Unlike more organized battles, those at Bernie’s tend to be loose and spontaneous, or “street.” Metro (of SA Smash) says he enjoys the Bernie’s style because they “are more real, no time limits on the flow, just pure unadulterated wit battles. No judges. No crowd noise meters. The traditional battle is to claim the title ‘the illest.’”
Such battles are a point of pride–even more so when outsiders don’t show proper respect to the locals. When Bruce Wayne, a member of a Los Angeles crew called Gotham Asylum, dissed Columbus from Bernie’s stage, Blueprint (of Soul Position) quickly rose to the challenge. The bar was closing so the crowd of 100-plus filtered onto the sidewalk outside. Blueprint, Metro and Spitball member Bru Lei came out victorious, and the matter was settled without violence.
“They came to ‘Cowtown’ and got served,” So What?! recollects.
“Print came off,” Pos 2 adds. “But that’s just hip-hop, man. No beefs after that.”

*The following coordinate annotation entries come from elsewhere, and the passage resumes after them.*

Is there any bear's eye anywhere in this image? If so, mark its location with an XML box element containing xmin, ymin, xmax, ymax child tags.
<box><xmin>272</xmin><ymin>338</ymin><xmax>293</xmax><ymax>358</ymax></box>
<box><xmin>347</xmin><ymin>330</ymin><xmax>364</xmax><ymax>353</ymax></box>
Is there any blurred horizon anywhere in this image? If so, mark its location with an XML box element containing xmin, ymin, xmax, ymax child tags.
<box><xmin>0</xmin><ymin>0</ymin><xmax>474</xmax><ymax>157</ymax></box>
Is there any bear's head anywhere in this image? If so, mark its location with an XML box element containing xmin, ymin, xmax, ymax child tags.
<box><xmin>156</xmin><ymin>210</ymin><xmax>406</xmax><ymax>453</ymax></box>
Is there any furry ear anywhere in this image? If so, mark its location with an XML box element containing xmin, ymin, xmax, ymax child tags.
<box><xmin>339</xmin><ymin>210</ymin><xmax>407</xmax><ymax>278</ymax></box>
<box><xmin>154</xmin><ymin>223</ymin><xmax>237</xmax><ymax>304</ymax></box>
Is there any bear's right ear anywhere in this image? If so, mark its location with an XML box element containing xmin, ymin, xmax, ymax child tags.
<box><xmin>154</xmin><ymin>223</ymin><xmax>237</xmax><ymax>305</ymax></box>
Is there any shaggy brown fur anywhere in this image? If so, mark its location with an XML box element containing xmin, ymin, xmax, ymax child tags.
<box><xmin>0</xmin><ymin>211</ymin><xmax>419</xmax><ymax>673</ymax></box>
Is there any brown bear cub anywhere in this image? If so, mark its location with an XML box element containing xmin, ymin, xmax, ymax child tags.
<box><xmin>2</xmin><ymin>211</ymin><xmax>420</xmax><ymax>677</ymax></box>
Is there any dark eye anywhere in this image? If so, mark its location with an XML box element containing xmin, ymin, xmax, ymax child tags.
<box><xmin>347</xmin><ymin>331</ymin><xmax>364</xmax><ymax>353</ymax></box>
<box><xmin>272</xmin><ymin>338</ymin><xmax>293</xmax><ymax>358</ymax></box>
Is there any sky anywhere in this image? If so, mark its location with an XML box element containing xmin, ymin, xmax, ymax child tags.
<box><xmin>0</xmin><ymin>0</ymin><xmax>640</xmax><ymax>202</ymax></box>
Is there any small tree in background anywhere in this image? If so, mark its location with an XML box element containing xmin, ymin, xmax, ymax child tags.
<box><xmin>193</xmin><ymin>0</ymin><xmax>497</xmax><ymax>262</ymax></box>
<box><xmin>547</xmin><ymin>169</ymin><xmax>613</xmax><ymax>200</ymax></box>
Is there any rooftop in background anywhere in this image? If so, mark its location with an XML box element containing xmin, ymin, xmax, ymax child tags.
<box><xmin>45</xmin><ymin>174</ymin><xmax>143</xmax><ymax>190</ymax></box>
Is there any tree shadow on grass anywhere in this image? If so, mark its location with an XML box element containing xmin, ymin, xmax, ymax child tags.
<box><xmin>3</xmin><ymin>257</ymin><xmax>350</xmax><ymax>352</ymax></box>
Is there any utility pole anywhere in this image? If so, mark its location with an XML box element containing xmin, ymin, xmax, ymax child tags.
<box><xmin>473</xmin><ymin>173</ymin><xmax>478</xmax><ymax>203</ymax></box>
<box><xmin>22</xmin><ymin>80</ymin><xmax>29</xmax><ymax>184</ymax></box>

Over the years, Sunday nights at Bernie’s have become so popular that other events can’t compete. Phife Dawg (of a Tribe Called Quest) once scheduled a show at Club 504 on a Sunday, but few showed up.
“Some cat that was at the event and was talking to Phife Dawg’s manager told him the spot to be at was Bernie’s,” Pos 2 recalls. “Well, the pack all came down to Bernie’s ’cause no one was at his show. Bernie’s was packed, and he did a couple of tracks and an a cappella. He was very impressed.”
This anything-can-happen spirit has remained at the heart of the night. “Music is secondary at Bernie’s,” RJD2 says. “People getting cracked over the heads with pool sticks, Copywrite rapping from the perspective of an Eve poster–these things make Bernie’s so great. Hip-hop is a big moneymaker, but only a club with a punk rock background that is used to lawlessness would be patient enough in order to earn a buck.”
That may be overstating it a bit. “We give them freedom to do what they want to do,” Painter says. “But the police can come down whenever they want–and we want them to–and will check in on them. It’s not a free-for-all.”
Still, Przm feels at home. “It’s like a big-ass house party,” he says. “People like to go where they can wh’all out.”
The Fonoslut crew will throw an anniversary party, on April 11 at Bernie’s, where Spitball will perform with J.U.I.C.E, a Chicago emcee who’s famous for defeating Eminem at Scribble Jam ’97.